The kiwi touched a three-week high of 86.27 US cents, from 85.50 cents immediately before the Reserve Bank's 9am monetary policy statement. The local currency was recently trading at 86.10 US cents.
Reserve Bank governor Graeme Wheeler today raised the official cash rate by 25 basis points to 3.25 percent and signalled there would be no pause in the bank's tightening cycle as he moves policy back to more neutral levels in an attempt to ward off higher inflation. The 90-day bank bill rate, seen as a proxy for the OCR, is projected to be 4 percent by year-end, unchanged from the March MPS. By the end of 2015, the central bank sees the 90-day bank bills at 4.7 percent, little changed from the 4.9 percent rate it saw in March.
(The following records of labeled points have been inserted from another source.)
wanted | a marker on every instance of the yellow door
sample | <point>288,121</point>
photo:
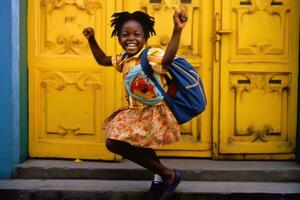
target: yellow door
<point>70,95</point>
<point>257,43</point>
<point>196,46</point>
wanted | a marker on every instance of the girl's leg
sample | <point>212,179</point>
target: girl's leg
<point>145,157</point>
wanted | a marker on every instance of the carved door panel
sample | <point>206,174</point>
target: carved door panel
<point>195,40</point>
<point>66,86</point>
<point>258,77</point>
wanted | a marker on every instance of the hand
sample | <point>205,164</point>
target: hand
<point>180,17</point>
<point>88,32</point>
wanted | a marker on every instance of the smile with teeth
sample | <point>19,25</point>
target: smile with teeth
<point>131,46</point>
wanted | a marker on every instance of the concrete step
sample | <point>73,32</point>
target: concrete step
<point>20,189</point>
<point>192,169</point>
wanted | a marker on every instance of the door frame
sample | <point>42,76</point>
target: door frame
<point>216,93</point>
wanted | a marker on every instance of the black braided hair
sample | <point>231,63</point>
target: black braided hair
<point>146,21</point>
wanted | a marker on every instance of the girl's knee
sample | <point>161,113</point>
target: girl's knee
<point>115,146</point>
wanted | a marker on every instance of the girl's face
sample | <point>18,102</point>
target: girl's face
<point>132,37</point>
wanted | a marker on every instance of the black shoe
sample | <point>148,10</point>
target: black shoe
<point>169,189</point>
<point>155,190</point>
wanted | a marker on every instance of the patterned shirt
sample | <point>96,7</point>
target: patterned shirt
<point>155,56</point>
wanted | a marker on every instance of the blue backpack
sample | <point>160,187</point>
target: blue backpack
<point>189,100</point>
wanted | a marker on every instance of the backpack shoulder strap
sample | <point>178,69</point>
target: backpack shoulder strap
<point>149,71</point>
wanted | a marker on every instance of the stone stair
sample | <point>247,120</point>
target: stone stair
<point>42,179</point>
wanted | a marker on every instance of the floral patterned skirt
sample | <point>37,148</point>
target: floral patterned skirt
<point>151,126</point>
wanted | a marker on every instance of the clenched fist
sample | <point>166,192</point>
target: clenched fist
<point>88,32</point>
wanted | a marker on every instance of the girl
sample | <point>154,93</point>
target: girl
<point>133,131</point>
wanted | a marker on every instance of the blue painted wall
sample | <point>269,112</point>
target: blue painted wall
<point>9,87</point>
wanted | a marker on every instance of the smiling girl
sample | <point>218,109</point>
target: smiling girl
<point>133,131</point>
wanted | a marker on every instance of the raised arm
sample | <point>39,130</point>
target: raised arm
<point>98,54</point>
<point>180,19</point>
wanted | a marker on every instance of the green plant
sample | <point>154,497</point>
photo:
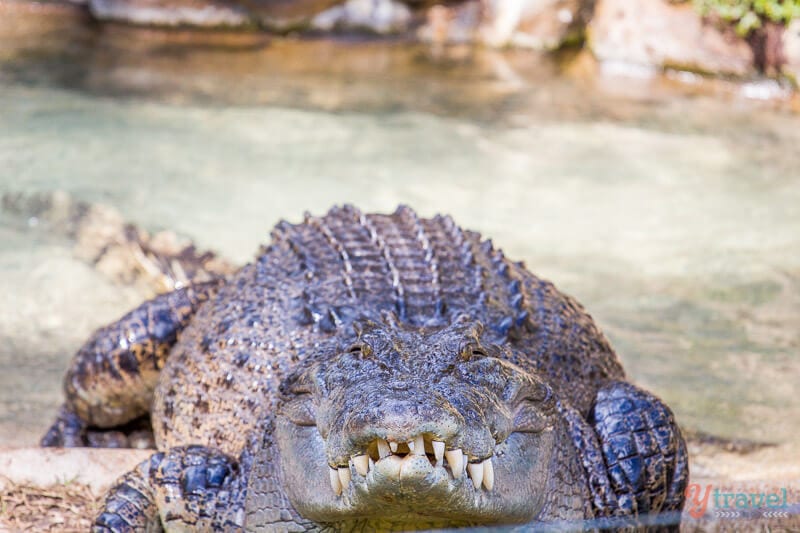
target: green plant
<point>749,15</point>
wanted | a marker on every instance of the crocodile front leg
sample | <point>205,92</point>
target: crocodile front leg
<point>111,378</point>
<point>643,451</point>
<point>189,488</point>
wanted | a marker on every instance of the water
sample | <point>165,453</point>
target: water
<point>672,212</point>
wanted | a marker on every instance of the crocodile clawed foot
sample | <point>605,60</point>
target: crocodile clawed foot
<point>68,431</point>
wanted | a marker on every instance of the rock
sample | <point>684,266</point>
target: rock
<point>287,15</point>
<point>791,51</point>
<point>658,34</point>
<point>537,24</point>
<point>201,13</point>
<point>453,24</point>
<point>378,16</point>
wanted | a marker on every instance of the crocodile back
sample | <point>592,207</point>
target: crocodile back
<point>302,295</point>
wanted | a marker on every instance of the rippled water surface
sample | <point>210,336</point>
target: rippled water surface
<point>672,213</point>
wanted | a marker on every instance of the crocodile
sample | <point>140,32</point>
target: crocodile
<point>372,372</point>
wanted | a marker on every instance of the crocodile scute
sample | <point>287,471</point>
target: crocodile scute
<point>372,372</point>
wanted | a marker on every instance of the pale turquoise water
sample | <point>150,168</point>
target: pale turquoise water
<point>675,220</point>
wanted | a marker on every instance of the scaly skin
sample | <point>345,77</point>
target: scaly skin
<point>281,390</point>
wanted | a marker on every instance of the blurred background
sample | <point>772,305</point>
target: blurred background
<point>641,155</point>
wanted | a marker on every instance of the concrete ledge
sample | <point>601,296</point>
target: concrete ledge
<point>95,468</point>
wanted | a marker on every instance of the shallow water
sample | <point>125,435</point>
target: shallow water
<point>671,212</point>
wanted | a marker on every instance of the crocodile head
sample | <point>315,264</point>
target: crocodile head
<point>416,426</point>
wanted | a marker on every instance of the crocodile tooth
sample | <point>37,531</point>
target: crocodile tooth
<point>336,485</point>
<point>344,477</point>
<point>476,473</point>
<point>438,450</point>
<point>417,446</point>
<point>361,462</point>
<point>488,474</point>
<point>456,461</point>
<point>383,449</point>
"The kiwi has had a big spike against the US dollar," said Stuart Ive, senior advisor at OMF. "The market was expecting Wheeler to be slightly more dovish on his approach and maybe even reduce the bank bill track significantly and that basically didn't happen. That makes it very clear from Wheeler that we are going to continue raising rates on the current track that we are on until he believes that we are in a more neutral stance given inflation."
The central bank sees annual inflation breaking through the mid-point of its 1 percent-to-3 percent target range in the June quarter of 2015, at 2.1 percent, three months earlier than was projected in the March MPS, before slipping back to 1.9 percent.
The kiwi faces resistance at 86.50 US cents as the greenback is underpinned by an improving US economy, and traders would need to see weaker data on US retail sales tonight to break through that level, Ive said.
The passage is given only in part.